Starting in 2020, major machine learning conferences are beginning to ask authors as well as reviewers to explicitly consider the broader impact of new machine learning methods. To properly evaluate the potential good or harm that a piece of technology (AI or not) can do to the general public, we need to be aware that no technology is deployed in ideal conditions or in perfectly neutral contexts. In order to assess the potential broader impact of technology, we need to analyze the social systems/institutions of which these technologies will become a part.

To help you analyze the broader impact of your technology, begin by considering the following questions:

I. Identify the relevant socio-technical systems
  - In what social, political, economic system could the tech be deployed?
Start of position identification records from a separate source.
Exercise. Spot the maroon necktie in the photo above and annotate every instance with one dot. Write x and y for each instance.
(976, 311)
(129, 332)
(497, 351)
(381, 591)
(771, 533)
  - How would the tech be used in these systems (what role will it take in the decision making processes)?<br><br>
  
II. Identify the stakeholders
  - Who are the users?
  - Who are the affected communities (are these the users)?
  
    ***Hint:*** users are typically decision makers who will use the technology as decision aids (e.g. doctors), whereas affected communities may be folks who are impacted by these decisions but who are not represented in the decision making process (e.g. patients).<br><br>
    
III. What types of harm can this tech do?
  - What kinds of failures can this tech have?
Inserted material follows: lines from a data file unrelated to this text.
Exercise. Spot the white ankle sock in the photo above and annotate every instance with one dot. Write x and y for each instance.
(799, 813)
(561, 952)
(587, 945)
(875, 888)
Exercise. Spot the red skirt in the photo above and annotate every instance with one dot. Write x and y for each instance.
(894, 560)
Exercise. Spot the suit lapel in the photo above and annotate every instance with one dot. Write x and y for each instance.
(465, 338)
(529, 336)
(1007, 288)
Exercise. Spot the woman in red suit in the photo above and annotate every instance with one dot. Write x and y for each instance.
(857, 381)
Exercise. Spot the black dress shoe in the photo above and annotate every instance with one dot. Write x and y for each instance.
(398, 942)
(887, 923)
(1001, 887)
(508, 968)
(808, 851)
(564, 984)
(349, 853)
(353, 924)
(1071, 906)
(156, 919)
  - What kinds of direct harm can these failures cause?
  - What kinds of harm can the socio-technical system cause?
  
    ***Hint:*** many technical innovations have niche applications, they may sit in a long chain of decision making in a complex system. As such, it may seem, at first glance, that these technologies have no immediate real-life impact. In these cases, it’s helpful to think about the impact of the entire system and then think about how the proposed innovations aid, hamper or change the goals or outcomes of this system.<br><br>
    
IV. What types of good can this tech do?
  - What kinds of needs do these users/communities have?
  - What kinds of constraints do these users/communities have?
  
1. **(Impact)**  Analyze the broader impact of this model for kidney cancer. Focus on anticipating ways these models can interact with other components of the decision systems in which they will be deployed, identifying end-users, affected communities as well as anticipating the effects (positive and negative) on affected communities (in particular, does the model have the same effect on all subpopulations in the affected communities?). 
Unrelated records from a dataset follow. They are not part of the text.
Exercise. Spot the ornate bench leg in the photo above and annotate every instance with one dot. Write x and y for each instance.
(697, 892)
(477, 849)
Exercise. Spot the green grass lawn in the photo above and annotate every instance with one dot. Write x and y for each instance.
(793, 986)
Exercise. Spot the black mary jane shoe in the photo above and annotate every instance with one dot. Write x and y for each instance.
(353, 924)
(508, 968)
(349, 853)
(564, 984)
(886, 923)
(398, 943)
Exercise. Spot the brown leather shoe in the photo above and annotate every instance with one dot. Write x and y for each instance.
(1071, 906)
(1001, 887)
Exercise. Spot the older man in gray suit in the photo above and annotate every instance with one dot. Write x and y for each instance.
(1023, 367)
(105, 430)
  In terms of broader impact, is it more preferable to use a hiearchical model, an MLE model or a Bayesian model with hand-picked priors for this dataset? Previously, we have outlined the advantages of hierarchical models over the other two types of models. Under what circumstances would using a hierarchical model to model the data have potentially negative impact on down-stream decision making?